Derek Jones - 15 March 2008 06:46 AM
This is going to sound silly, I know, but it works - if you want “friends”, change a few language variables and use the Ignore List. Instant Friend List! :-D
It’s not silly but it’s not a friend list either.
Following your suggestion, I have been running some tests and it’s a step in the right direction but it’s not quite what is needed (or I missed something). So, again, many of the building blocks are already in EE…
To help explain what I would use the feature for:
- around a site, a community is being built. People comments on posts, people contribute to the wiki and you see the same people commenting again and again. Over time there is some sort of a community that is growing, in our case that’s a community of photographers.
That community does not need another Flickr but what it could use are features to follow one another more closely. For example, some of our users are found of B&W;photography, others like using tripods, others like flash photography, others like a given lens, etc. but (and this is key) they get to know each other through the comments, etc. So what they could use is a friend list that allows them to follow each other activities.

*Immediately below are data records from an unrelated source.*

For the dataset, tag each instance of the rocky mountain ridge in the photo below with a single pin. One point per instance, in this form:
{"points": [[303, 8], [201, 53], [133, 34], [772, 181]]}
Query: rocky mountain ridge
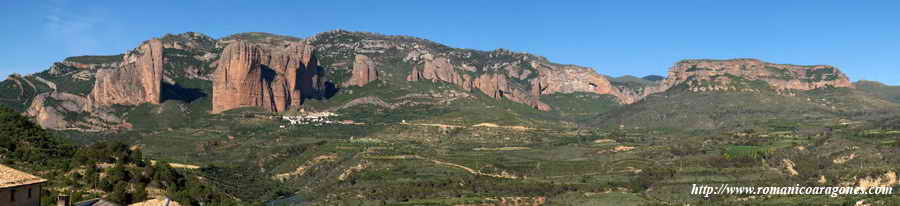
{"points": [[276, 73]]}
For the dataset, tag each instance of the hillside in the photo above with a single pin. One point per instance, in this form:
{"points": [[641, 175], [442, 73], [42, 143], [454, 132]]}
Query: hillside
{"points": [[891, 93], [350, 118]]}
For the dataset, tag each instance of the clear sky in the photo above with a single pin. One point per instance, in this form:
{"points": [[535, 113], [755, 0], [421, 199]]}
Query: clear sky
{"points": [[614, 37]]}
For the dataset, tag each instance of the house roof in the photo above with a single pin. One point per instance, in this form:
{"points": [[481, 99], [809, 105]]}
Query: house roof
{"points": [[157, 202], [10, 177], [95, 202]]}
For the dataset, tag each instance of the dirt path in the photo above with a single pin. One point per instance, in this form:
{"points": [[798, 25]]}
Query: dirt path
{"points": [[475, 172], [433, 125], [178, 165], [492, 125]]}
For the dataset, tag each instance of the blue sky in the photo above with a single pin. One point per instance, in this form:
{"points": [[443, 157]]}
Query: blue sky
{"points": [[614, 37]]}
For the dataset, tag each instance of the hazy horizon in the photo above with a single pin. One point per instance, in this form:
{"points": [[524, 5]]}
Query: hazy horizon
{"points": [[609, 37]]}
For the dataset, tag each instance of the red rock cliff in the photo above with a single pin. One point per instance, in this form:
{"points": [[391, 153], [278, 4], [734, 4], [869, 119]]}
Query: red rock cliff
{"points": [[137, 80], [272, 77]]}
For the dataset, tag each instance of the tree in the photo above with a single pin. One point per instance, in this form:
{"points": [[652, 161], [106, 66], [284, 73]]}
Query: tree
{"points": [[120, 194]]}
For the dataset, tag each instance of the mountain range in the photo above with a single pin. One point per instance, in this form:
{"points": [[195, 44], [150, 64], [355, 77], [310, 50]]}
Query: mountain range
{"points": [[357, 118], [280, 73]]}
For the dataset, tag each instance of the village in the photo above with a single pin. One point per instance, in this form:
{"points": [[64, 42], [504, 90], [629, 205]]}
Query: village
{"points": [[314, 118]]}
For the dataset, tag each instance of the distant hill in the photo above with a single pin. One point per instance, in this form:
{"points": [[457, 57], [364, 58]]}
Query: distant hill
{"points": [[339, 69], [891, 93]]}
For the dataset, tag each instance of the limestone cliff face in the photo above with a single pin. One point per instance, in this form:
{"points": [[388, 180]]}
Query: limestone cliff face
{"points": [[726, 75], [363, 71], [272, 77], [543, 78], [567, 79], [135, 81]]}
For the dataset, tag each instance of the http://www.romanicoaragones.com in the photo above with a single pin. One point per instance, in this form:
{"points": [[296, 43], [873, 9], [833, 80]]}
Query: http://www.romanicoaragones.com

I can use the ignore list to see that my “friends” have posted 3 comments… but I don’t know what the comments are and, unless I have missed something, I have no links to those comments. What would be needed is, when I log in, a message telling me “3 new posts from your friends.” I click on the message and I get to a page that offers links to those posts: comments, private messages, wiki contributions, forum posts, photo post, adding a friend to their list (because a friend of my friend may become a friend of mine…). I want to see any activity on the site from my friends because, most likely, they’ll be discussing subjects (tripods) that I’m interested in.
I tried linking to the profile but the profile does not have links to the actual comments… and it does not include wiki contributions either.
This is a useful feature because it helps drive traffic (people checking to site to follow activities from their friends) and it encourage users to contribute (I’m adding an article to the wiki because I know my friends have been expecting it).
- adding public messages or comments on the profile is the other feature missing to turn it into the friend list.
Obviously I don’t want to comment on the people I ignore but I would want to comment or send public messages to my friends: it’s a very different thing saying “love the test of the Gitzo tripod you wrote on the wiki” if it’s a public or private message.
If it’s public, it’s an endorsement and, again, people love that.
Same benefits: foster a sense of community, drive traffic to the site, etc.
I realize not every site needs this so I would be very happy with a paying module, similar to the forum module.